Pour nous, les défections sont toujours les bienvenues. Nous ne cessons d’exhorter les membres de l’armée à déserter et à rejoindre nos rangs, qu’ils soient simples soldats ou hauts gradés, issus de la Garde républicaine ou des Moukhabarate [services secrets]. Ils ont le devoir de le faire s’ils veulent que le peuple syrien leur pardonne un jour.
Nous avons salué la défection de hauts gradés de l’armée précédemment, comme nous saluons aujourd’hui celle de Manaf Tlass. Nous espérons maintenant qu’il rejoigne nos rangs.

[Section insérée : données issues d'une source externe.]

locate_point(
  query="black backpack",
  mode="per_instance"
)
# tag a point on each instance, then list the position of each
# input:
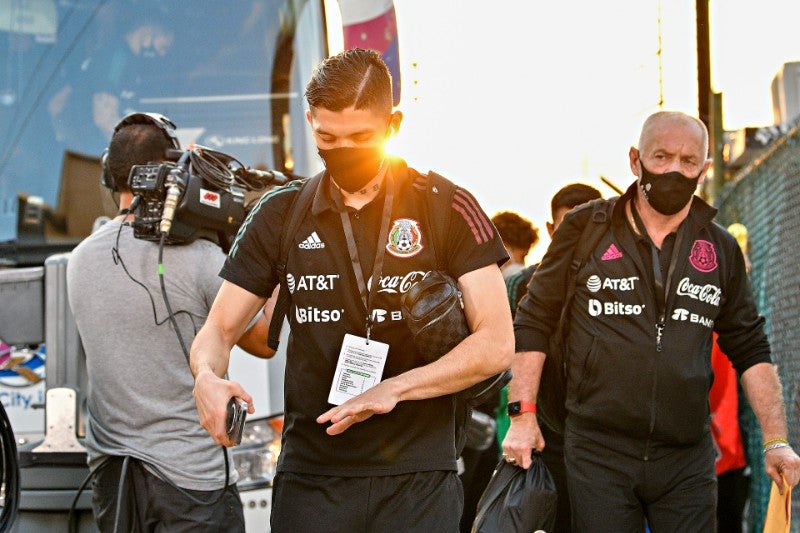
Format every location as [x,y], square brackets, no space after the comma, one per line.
[552,395]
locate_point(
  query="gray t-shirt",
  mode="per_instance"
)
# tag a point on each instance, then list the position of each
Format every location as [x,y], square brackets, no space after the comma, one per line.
[140,399]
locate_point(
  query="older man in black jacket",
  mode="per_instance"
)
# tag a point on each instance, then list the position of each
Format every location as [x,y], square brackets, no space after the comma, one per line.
[661,280]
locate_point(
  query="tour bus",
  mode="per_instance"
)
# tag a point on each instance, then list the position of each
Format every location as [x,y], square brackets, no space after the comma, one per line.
[231,75]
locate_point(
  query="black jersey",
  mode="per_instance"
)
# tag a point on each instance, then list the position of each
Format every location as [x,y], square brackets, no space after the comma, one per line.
[326,305]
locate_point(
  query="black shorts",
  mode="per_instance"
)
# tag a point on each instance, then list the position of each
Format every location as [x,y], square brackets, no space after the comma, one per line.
[612,492]
[422,501]
[150,504]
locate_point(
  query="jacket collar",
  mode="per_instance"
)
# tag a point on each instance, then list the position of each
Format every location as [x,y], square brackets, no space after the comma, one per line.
[323,199]
[701,213]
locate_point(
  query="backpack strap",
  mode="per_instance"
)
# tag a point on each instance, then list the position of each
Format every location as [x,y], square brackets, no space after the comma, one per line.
[295,215]
[439,198]
[593,231]
[552,390]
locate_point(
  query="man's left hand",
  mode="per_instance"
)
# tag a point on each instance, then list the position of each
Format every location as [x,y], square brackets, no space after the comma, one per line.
[378,400]
[783,461]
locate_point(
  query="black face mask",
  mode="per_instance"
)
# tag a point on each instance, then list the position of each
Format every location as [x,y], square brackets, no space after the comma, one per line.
[667,193]
[352,168]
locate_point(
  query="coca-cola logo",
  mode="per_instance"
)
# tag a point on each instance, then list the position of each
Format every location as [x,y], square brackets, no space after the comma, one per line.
[399,284]
[707,293]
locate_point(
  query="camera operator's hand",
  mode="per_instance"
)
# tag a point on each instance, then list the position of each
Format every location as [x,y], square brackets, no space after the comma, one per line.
[211,395]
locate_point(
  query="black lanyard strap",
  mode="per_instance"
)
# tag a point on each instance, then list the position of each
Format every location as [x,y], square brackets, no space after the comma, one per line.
[658,276]
[377,265]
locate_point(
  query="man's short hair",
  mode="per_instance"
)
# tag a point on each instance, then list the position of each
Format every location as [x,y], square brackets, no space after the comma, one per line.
[676,116]
[572,195]
[515,230]
[135,144]
[355,78]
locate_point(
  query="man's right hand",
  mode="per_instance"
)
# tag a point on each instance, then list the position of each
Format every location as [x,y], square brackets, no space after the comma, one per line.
[523,436]
[211,395]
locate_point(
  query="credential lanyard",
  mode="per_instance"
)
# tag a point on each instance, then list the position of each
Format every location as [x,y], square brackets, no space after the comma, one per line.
[377,265]
[658,276]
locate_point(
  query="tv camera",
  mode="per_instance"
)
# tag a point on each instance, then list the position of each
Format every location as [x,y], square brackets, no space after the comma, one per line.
[197,192]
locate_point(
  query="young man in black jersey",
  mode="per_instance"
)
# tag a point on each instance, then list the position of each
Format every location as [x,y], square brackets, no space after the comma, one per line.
[363,450]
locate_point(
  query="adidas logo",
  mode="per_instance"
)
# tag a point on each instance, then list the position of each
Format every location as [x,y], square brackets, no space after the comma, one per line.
[612,253]
[312,242]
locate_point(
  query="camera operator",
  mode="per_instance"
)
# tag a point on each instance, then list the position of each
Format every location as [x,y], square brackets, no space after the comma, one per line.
[154,467]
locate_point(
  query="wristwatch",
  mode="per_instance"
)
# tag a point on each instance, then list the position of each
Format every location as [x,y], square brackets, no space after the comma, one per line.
[517,408]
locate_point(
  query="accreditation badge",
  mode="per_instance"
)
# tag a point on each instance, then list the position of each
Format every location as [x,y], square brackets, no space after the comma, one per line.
[360,367]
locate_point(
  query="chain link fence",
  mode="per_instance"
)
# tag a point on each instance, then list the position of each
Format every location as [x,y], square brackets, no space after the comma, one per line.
[765,197]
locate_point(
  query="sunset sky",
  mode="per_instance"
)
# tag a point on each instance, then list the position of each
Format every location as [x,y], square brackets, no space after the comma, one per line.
[514,99]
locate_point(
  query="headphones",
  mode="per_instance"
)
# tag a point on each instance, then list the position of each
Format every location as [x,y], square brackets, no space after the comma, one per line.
[152,119]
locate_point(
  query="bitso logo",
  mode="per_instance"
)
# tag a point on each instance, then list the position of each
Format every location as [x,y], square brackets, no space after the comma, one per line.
[598,308]
[314,314]
[312,242]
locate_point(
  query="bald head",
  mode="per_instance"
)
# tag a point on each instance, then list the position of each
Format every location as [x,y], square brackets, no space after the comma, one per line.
[660,121]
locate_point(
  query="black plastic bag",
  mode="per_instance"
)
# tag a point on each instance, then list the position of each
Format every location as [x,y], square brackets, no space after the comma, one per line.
[518,500]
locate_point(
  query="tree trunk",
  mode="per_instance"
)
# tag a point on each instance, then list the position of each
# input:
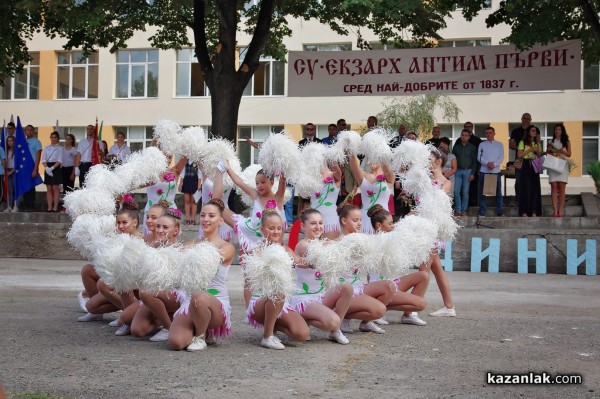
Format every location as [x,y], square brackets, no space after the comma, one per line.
[225,103]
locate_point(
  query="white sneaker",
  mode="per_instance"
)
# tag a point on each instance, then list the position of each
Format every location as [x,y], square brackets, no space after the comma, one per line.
[272,343]
[82,302]
[91,317]
[346,326]
[382,321]
[413,319]
[370,327]
[197,344]
[161,336]
[123,330]
[339,337]
[444,312]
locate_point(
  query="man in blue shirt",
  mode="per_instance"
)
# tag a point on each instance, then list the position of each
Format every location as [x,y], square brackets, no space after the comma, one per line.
[490,155]
[35,148]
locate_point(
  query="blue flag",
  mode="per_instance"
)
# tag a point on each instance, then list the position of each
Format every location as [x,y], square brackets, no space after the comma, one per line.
[24,164]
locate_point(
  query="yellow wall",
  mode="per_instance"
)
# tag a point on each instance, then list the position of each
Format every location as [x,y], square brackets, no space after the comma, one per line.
[47,75]
[575,132]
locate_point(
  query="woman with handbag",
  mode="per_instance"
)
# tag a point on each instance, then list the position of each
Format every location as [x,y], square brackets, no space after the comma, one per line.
[559,147]
[530,199]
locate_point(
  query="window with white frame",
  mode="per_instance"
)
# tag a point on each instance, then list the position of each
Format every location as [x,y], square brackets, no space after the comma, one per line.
[590,143]
[249,155]
[77,75]
[328,47]
[591,77]
[136,137]
[25,85]
[190,82]
[137,73]
[465,42]
[269,78]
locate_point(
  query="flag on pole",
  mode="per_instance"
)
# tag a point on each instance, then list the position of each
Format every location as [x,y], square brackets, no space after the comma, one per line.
[24,164]
[96,147]
[5,180]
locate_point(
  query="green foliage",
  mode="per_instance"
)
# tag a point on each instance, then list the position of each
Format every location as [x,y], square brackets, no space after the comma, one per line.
[417,113]
[546,21]
[593,170]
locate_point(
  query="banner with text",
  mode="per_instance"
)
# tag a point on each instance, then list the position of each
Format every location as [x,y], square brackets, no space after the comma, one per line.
[447,70]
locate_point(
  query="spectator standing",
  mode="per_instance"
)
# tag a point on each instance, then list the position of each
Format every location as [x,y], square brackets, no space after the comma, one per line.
[35,148]
[466,167]
[9,173]
[530,200]
[515,138]
[490,155]
[450,167]
[119,151]
[70,164]
[52,159]
[560,147]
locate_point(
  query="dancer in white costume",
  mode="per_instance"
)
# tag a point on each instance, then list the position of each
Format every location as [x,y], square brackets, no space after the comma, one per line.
[376,187]
[105,300]
[325,200]
[225,231]
[435,264]
[248,229]
[370,300]
[408,303]
[205,313]
[155,309]
[275,315]
[320,307]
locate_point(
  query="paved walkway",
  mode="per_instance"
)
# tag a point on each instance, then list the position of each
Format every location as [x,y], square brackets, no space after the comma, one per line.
[506,323]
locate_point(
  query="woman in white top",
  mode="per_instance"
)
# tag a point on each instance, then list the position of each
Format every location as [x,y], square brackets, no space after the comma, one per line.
[70,163]
[52,159]
[119,152]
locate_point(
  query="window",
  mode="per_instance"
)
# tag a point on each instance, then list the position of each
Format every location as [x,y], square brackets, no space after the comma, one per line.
[190,82]
[591,77]
[248,154]
[328,47]
[136,137]
[137,73]
[77,75]
[24,86]
[269,78]
[465,42]
[590,145]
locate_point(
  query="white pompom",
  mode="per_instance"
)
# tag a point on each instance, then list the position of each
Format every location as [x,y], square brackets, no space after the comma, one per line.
[89,201]
[268,271]
[375,146]
[158,268]
[86,230]
[198,266]
[349,141]
[323,255]
[102,178]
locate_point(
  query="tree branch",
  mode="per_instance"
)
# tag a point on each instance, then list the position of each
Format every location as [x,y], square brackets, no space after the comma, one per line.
[591,17]
[199,28]
[259,38]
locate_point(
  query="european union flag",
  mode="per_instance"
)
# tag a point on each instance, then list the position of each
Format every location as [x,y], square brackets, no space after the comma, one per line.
[24,164]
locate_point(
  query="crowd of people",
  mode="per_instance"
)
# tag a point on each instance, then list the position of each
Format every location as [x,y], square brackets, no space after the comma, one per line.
[190,320]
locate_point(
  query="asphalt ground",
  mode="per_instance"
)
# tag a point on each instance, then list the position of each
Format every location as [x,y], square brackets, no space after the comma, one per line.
[506,323]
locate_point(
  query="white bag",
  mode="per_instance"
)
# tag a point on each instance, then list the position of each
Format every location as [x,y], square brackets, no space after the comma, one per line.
[554,163]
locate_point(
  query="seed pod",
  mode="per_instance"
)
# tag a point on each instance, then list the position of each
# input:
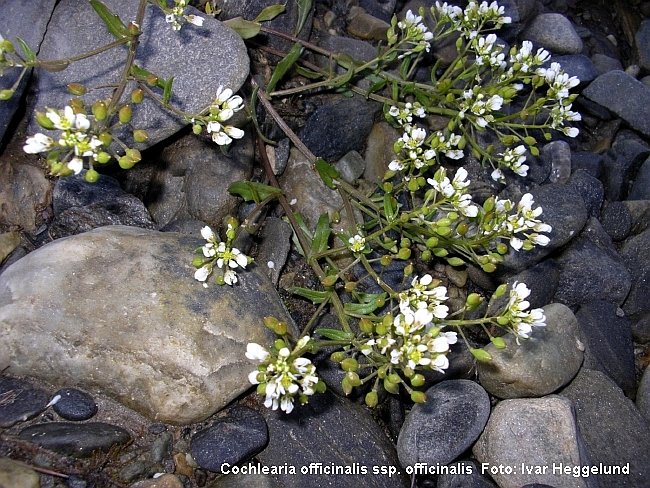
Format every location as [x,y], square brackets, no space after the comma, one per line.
[125,114]
[99,110]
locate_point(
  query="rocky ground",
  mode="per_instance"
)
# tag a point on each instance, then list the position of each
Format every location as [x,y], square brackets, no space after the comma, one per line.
[147,366]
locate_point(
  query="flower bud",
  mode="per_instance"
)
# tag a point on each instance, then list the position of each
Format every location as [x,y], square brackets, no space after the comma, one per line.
[76,89]
[125,114]
[137,95]
[44,121]
[481,355]
[372,399]
[91,176]
[349,364]
[418,396]
[99,110]
[140,135]
[6,94]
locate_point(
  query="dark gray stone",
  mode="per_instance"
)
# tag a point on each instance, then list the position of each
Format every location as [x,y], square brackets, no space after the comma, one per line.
[27,20]
[607,338]
[564,211]
[553,32]
[540,365]
[75,404]
[535,432]
[219,58]
[75,439]
[577,65]
[613,430]
[623,95]
[616,220]
[334,432]
[590,189]
[468,475]
[80,206]
[339,127]
[236,436]
[440,430]
[641,186]
[19,401]
[642,39]
[591,269]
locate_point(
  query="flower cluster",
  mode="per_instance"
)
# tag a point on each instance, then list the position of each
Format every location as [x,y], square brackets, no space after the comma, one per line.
[413,341]
[283,375]
[176,15]
[415,33]
[516,313]
[222,109]
[455,191]
[75,141]
[220,254]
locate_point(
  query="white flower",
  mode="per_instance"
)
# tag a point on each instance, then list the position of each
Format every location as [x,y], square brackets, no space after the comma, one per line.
[256,352]
[202,273]
[38,143]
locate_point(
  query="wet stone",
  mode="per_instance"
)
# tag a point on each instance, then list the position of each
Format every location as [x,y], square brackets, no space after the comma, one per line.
[234,437]
[75,439]
[75,404]
[19,401]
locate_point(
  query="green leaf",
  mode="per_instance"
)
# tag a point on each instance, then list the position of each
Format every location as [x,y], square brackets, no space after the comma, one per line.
[284,65]
[304,7]
[167,90]
[28,54]
[335,334]
[245,28]
[390,207]
[269,13]
[253,191]
[113,22]
[314,296]
[327,172]
[321,236]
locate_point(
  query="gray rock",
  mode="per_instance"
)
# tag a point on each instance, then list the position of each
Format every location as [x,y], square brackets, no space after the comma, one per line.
[604,63]
[613,430]
[642,39]
[643,395]
[554,32]
[623,95]
[232,438]
[339,127]
[467,475]
[24,192]
[577,65]
[75,439]
[558,155]
[140,328]
[580,283]
[27,20]
[616,220]
[636,253]
[219,58]
[607,338]
[75,404]
[641,186]
[19,401]
[16,474]
[80,206]
[590,189]
[564,211]
[334,432]
[532,433]
[538,366]
[440,430]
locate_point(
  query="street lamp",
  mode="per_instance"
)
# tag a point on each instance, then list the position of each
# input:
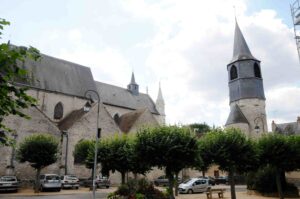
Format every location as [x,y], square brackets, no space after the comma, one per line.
[88,94]
[257,128]
[65,133]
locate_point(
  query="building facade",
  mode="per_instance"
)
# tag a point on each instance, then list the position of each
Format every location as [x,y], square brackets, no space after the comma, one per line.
[63,90]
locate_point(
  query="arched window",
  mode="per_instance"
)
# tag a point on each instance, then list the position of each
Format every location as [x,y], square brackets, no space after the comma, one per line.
[233,72]
[58,111]
[257,71]
[117,118]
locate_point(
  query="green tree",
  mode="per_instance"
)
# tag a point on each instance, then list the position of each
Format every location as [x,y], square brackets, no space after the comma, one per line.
[200,128]
[39,150]
[81,151]
[168,147]
[280,153]
[116,154]
[230,150]
[13,98]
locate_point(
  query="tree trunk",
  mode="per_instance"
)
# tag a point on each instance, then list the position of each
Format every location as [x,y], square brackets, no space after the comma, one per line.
[232,184]
[37,180]
[278,183]
[176,184]
[123,177]
[171,184]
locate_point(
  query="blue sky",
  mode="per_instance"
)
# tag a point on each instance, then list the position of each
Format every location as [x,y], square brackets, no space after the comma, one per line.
[184,44]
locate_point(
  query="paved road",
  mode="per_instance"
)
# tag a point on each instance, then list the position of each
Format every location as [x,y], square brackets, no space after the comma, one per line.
[68,196]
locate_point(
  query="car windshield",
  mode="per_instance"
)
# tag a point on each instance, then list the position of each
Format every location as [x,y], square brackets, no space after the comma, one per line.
[187,181]
[52,177]
[8,179]
[70,178]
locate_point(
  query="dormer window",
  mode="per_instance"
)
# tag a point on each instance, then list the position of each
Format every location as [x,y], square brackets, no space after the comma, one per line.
[58,111]
[257,71]
[233,72]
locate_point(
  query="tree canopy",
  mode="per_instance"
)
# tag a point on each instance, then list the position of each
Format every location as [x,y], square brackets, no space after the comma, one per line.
[13,98]
[280,153]
[39,150]
[169,147]
[231,150]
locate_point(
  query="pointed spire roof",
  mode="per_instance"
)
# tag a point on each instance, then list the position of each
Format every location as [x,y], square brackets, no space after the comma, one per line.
[132,79]
[241,50]
[159,96]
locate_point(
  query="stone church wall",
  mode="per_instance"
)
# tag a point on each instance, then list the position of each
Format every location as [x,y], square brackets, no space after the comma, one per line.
[47,101]
[254,111]
[23,127]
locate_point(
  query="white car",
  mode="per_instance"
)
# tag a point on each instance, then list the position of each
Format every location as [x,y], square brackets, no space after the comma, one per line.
[194,185]
[50,181]
[69,181]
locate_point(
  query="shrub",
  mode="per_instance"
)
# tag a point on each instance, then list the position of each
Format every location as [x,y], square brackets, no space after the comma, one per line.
[264,181]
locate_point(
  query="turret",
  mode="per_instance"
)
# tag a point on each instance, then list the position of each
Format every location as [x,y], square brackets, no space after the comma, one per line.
[246,91]
[133,87]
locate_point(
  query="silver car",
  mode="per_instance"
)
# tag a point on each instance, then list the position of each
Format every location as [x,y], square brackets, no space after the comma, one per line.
[8,183]
[194,185]
[50,181]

Nous avons appris dans la presse qu’il a refusé de prendre la tête d’une unité pour attaquer le quartier de Baba Amr. Mais cela reste à prouver. Nous ne savons pas s’il a participé à la répression menée par le régime et s’il a du sang sur les mains.
Dans tous les cas, s’il ne rejoint pas l’Armée libre syrienne (ALS) et ne dénonce pas publiquement ce régime, il ne nous sera d’aucune utilité. Et il devra le payer cher. Il est d’ailleurs étonnant qu’il ait attendu aussi longtemps pour déserter. Pourquoi lui a-t-il fallu 16 mois [la révolte en Syrie a débuté par des manifestations à Damas le 15 mars 2011, ndlr] pour le faire, pour se rendre compte que ce régime est criminel ?
Sur cette vidéo, des insurgés de Homs réagissent à la défection du général Tlass. À 10'' : "Il ne s'agit pas d'une défection mais d'une fuite. Inchallah, il sera le permier des prisonniers" à la fin de la guerre.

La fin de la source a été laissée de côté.